Yet another topic for Gov. Dannel P. Malloy and his New Jersey counterpart, Chris Christie, to disagree about: Medicaid.
Christie has been getting national attention for his plan to cut $540 million from the state’s nearly $5 billion Medicaid program. Josh Lederman of the Associated Press reports that New Jersey is expected to seek federal approval to lower the income threshold for adults to 25 percent of the poverty level; an estimated 23,000 parents would be denied coverage next year. The cuts also include eliminating $140 million in nursing home funding.
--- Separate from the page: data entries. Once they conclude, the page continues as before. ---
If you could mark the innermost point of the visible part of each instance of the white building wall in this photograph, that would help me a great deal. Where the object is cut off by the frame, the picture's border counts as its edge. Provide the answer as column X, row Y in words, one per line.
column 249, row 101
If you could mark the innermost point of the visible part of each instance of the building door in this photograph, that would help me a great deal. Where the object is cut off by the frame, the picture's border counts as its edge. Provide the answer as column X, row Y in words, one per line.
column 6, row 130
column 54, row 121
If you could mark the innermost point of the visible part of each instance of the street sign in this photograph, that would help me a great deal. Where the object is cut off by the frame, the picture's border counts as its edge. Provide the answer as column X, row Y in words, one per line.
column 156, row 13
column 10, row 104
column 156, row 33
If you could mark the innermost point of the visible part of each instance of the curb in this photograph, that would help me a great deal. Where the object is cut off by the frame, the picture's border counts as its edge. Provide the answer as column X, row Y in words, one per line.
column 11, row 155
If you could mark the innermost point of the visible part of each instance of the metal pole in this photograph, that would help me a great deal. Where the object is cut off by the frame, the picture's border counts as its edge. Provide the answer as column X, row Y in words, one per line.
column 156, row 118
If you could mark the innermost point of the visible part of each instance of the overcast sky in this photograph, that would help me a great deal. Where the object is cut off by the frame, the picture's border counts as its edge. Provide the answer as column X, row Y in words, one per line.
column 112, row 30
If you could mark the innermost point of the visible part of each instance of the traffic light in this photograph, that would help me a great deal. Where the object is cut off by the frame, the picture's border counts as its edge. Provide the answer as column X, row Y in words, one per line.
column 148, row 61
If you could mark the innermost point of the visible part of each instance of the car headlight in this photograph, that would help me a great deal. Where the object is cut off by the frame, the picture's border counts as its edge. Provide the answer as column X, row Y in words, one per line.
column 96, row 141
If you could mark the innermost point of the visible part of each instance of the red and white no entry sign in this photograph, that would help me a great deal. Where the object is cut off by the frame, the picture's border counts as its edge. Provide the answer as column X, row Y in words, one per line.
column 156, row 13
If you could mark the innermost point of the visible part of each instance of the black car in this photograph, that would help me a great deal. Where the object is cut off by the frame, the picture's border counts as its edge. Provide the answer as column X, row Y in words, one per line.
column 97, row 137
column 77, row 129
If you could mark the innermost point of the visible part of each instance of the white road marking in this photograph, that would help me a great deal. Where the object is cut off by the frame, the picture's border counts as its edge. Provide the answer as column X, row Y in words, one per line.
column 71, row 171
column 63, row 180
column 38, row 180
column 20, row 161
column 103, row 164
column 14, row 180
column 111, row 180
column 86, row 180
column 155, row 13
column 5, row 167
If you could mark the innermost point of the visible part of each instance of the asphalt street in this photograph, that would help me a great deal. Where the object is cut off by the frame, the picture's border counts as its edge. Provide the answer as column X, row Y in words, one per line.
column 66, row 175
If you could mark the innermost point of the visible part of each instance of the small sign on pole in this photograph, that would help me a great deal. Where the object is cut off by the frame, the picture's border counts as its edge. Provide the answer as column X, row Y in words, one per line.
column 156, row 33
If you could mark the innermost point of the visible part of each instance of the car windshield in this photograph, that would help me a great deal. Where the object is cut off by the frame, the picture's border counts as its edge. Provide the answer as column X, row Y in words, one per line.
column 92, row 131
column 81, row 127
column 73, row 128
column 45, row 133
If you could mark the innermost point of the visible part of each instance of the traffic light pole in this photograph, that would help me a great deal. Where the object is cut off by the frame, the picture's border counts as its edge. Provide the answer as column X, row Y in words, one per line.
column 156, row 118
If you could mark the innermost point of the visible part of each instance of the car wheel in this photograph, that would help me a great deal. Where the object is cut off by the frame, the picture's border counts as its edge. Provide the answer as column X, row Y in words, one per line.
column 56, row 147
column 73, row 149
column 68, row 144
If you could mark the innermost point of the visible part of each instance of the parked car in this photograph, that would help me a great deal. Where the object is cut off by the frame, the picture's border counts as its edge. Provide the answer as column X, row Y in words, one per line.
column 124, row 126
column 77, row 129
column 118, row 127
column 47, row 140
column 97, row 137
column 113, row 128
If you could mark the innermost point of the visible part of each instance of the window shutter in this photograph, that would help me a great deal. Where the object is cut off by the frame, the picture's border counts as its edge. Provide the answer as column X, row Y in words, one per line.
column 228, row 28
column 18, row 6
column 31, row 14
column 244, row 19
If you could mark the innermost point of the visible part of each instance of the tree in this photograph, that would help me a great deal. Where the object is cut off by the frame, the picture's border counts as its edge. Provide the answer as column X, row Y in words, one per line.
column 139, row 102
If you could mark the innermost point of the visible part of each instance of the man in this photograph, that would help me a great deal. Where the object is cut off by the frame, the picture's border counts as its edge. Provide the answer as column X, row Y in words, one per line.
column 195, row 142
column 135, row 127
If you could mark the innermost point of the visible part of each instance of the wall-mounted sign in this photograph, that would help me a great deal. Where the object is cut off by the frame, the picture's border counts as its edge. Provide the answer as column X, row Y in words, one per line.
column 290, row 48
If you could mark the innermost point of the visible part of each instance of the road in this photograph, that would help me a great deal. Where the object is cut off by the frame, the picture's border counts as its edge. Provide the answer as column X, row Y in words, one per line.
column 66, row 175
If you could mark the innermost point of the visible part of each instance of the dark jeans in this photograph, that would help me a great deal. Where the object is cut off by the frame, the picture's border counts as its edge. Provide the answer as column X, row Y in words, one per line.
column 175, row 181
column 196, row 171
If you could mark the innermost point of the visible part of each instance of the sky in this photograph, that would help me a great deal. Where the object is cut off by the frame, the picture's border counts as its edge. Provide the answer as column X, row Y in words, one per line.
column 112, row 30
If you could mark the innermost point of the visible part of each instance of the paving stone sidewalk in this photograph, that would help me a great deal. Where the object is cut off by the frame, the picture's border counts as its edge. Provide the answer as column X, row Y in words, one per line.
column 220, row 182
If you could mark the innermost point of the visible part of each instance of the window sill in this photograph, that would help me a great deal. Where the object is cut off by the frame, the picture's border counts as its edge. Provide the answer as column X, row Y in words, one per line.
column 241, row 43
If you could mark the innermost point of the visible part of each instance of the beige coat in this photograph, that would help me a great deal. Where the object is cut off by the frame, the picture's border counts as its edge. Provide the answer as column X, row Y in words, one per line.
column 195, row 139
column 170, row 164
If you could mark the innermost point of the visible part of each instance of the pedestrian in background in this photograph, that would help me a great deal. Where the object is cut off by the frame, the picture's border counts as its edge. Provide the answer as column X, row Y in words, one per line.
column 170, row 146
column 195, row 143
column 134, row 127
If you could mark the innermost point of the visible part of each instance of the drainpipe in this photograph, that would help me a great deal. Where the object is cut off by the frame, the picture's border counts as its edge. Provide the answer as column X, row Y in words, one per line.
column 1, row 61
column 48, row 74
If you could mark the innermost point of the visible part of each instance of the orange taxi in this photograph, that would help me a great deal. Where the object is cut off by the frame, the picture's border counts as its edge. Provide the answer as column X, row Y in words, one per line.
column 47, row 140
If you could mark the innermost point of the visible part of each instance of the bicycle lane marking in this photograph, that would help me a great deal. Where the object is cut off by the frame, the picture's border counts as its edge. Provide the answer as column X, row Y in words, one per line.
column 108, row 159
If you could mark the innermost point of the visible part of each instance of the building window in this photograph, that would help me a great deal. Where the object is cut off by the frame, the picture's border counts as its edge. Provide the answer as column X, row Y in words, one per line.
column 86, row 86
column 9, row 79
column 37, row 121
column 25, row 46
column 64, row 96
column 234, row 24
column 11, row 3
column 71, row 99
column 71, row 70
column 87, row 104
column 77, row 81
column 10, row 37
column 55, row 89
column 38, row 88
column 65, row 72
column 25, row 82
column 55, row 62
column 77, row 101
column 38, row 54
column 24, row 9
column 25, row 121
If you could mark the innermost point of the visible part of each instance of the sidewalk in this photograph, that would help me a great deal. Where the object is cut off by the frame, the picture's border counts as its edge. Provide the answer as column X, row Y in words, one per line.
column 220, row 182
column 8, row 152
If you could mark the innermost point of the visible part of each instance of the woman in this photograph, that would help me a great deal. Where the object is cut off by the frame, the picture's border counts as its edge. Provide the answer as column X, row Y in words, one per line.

Nearly all governors are trying to save money on Medicaid, the health care program for the poor and disabled, and Lederman describes the varied approaches states are taking. Most are reducing benefits, cutting the rates paid to health care providers and expanding the use of managed care in Medicaid, Lederman writes.
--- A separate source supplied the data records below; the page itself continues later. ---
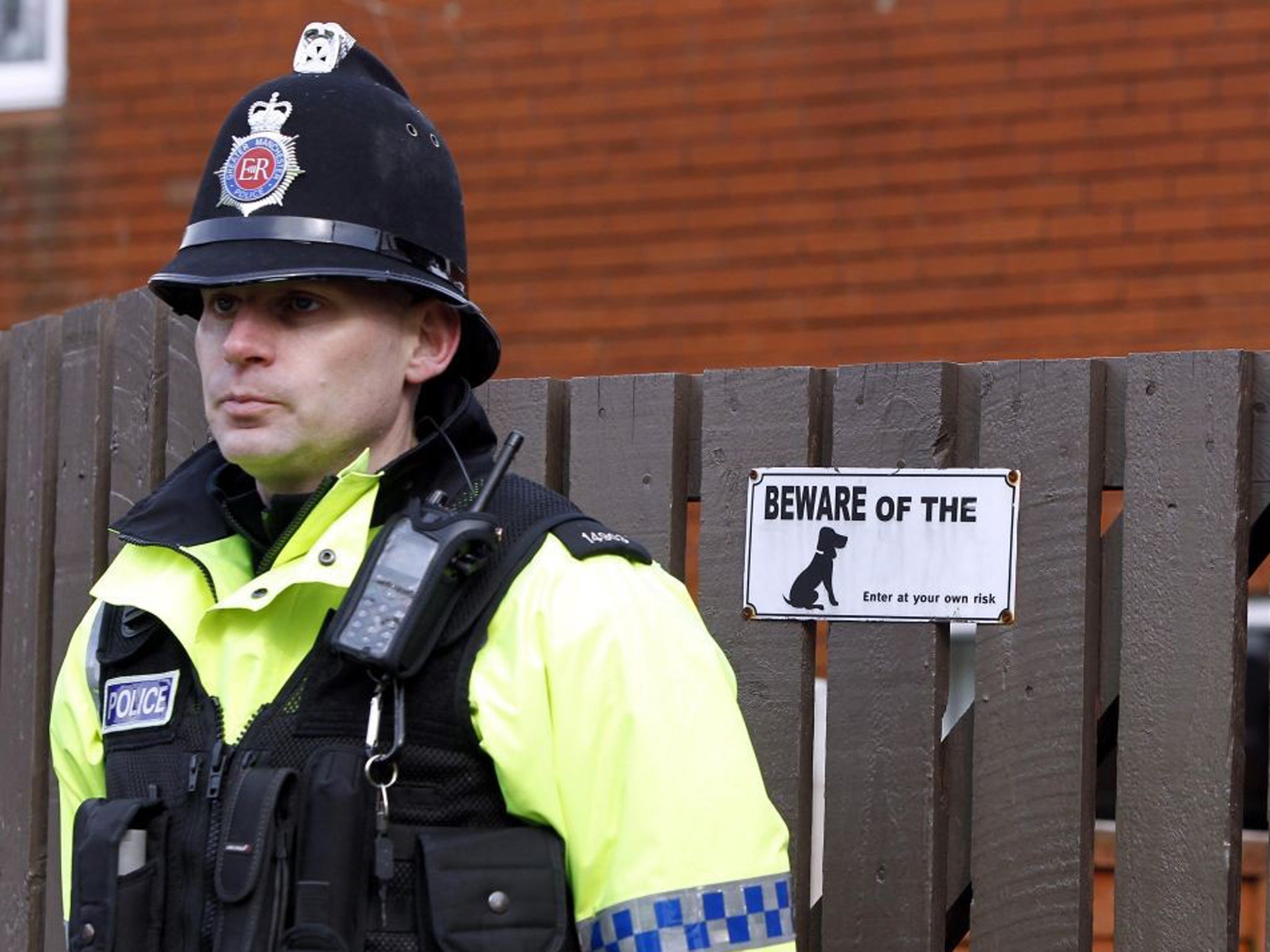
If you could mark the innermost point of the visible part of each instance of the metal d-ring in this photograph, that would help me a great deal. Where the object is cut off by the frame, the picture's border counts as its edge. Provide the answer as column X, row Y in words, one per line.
column 373, row 762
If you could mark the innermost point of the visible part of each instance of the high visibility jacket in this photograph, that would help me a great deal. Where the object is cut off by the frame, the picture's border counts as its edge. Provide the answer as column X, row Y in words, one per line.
column 606, row 708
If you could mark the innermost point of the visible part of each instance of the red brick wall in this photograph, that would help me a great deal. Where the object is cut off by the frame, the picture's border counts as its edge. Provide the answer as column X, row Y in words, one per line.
column 672, row 184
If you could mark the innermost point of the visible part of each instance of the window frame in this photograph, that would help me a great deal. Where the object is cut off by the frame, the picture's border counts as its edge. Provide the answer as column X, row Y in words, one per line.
column 38, row 84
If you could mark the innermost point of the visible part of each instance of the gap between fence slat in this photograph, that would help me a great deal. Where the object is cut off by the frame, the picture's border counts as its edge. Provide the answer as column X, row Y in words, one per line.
column 538, row 408
column 1037, row 679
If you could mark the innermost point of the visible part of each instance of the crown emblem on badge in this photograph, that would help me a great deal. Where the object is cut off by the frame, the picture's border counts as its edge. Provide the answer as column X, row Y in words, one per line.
column 269, row 117
column 260, row 165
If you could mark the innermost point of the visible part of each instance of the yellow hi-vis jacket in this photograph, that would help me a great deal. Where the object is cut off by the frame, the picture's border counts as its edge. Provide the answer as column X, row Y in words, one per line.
column 609, row 711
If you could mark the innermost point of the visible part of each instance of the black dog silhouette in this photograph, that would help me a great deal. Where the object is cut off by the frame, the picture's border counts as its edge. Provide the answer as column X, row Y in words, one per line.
column 819, row 571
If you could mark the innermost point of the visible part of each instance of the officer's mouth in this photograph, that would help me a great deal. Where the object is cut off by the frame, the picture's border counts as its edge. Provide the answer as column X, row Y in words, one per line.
column 246, row 404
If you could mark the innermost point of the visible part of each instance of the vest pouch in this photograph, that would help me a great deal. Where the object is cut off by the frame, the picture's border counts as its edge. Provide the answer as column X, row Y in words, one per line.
column 253, row 861
column 333, row 865
column 117, row 876
column 492, row 890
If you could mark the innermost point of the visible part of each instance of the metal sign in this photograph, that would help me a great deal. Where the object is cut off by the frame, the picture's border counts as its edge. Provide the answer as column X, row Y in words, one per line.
column 882, row 545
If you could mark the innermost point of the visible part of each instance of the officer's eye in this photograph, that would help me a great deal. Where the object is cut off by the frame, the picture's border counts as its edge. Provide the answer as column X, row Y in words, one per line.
column 220, row 304
column 304, row 304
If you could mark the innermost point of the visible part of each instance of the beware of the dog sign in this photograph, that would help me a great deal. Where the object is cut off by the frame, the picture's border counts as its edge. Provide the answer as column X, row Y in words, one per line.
column 882, row 545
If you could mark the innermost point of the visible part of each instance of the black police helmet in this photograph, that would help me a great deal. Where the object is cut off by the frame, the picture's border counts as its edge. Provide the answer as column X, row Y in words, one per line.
column 332, row 172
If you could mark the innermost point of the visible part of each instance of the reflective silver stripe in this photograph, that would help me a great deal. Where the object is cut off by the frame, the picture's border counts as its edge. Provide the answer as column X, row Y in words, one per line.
column 728, row 915
column 92, row 669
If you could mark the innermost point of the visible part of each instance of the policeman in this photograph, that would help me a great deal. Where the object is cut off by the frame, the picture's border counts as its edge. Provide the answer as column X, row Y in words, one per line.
column 558, row 763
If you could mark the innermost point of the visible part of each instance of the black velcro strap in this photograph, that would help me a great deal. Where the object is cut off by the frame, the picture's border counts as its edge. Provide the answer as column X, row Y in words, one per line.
column 587, row 537
column 253, row 875
column 247, row 835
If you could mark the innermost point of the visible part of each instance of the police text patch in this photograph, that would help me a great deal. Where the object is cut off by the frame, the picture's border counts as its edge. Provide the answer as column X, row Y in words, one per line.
column 139, row 701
Connecticut is also trying to rein in its Medicaid spending, but with a somewhat different approach. The Malloy administration anticipates saving money by moving the state’s largest Medicaid program, HUSKY, out of managed care, and by trimming dental and vision benefits while leaving nearly all health benefits unchanged.
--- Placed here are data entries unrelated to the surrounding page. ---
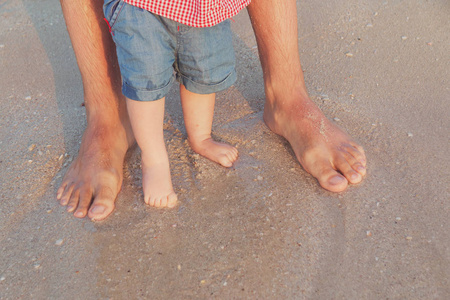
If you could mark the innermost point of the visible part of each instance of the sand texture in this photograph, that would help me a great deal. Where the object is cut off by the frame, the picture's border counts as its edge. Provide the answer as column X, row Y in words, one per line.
column 263, row 229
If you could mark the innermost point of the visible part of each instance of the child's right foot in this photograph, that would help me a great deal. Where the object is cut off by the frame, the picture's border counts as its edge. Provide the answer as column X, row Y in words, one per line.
column 157, row 185
column 220, row 153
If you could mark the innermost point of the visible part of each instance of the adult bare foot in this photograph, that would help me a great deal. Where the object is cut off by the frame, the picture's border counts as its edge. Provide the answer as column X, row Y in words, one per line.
column 220, row 153
column 323, row 149
column 94, row 179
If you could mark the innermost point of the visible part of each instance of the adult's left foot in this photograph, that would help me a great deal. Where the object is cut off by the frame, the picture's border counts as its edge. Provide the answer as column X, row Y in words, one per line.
column 323, row 149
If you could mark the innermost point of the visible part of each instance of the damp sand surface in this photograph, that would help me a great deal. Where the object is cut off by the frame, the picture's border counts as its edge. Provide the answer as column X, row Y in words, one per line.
column 263, row 229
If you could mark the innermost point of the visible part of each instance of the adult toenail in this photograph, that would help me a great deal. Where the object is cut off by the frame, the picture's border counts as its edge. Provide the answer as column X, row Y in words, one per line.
column 354, row 176
column 98, row 209
column 336, row 180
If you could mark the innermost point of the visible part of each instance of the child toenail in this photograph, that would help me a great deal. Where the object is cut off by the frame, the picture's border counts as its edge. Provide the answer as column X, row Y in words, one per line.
column 336, row 180
column 98, row 209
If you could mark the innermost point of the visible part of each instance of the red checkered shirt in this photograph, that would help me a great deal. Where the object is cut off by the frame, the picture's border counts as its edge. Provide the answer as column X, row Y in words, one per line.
column 196, row 13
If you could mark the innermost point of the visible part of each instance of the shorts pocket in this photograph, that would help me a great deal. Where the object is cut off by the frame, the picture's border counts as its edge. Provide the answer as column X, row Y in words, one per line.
column 111, row 10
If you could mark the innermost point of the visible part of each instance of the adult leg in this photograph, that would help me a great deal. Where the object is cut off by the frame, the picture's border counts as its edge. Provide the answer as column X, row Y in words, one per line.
column 94, row 179
column 324, row 150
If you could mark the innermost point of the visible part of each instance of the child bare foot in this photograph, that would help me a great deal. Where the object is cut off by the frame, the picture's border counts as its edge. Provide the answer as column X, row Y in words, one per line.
column 157, row 185
column 220, row 153
column 198, row 111
column 147, row 118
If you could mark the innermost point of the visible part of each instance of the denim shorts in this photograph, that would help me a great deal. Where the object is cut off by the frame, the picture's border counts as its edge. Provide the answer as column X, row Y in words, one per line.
column 153, row 51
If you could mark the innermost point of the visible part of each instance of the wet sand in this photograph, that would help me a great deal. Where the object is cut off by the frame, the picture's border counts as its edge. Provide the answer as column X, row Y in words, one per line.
column 263, row 229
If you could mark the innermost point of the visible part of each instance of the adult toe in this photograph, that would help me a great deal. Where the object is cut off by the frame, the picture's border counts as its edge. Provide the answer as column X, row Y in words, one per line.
column 102, row 205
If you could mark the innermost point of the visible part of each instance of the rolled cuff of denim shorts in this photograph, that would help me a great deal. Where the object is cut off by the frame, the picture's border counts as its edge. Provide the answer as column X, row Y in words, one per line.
column 146, row 95
column 203, row 89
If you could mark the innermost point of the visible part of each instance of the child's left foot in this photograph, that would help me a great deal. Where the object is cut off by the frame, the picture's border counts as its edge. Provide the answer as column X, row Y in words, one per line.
column 220, row 153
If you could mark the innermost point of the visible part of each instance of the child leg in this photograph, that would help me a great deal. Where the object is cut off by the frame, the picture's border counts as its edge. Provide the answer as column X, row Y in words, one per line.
column 147, row 122
column 198, row 111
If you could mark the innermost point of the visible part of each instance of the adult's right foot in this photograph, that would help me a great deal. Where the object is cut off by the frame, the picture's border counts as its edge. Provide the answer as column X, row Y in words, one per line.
column 93, row 181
The budget for the next two fiscal years cuts lump-sum payments to hospitals for treating underinsured and uninsured patients, but does not call for across-the-board cuts to the rates health care providers are paid for treating individual patients. People covered through a year-old Medicaid program for low-income, childless adults that has cost significantly more than anticipated could see their benefits cut but not eliminated.
Healthy adults in HUSKY and other Medicaid programs will get fewer dental benefits, including one cleaning and exam a year, down from two. Similarly, Medicaid will only cover one pair of glasses every two years, not every year. But lawmakers softened the change late in the legislative session, allowing coverage of a second pair if a physician determines that it is necessary.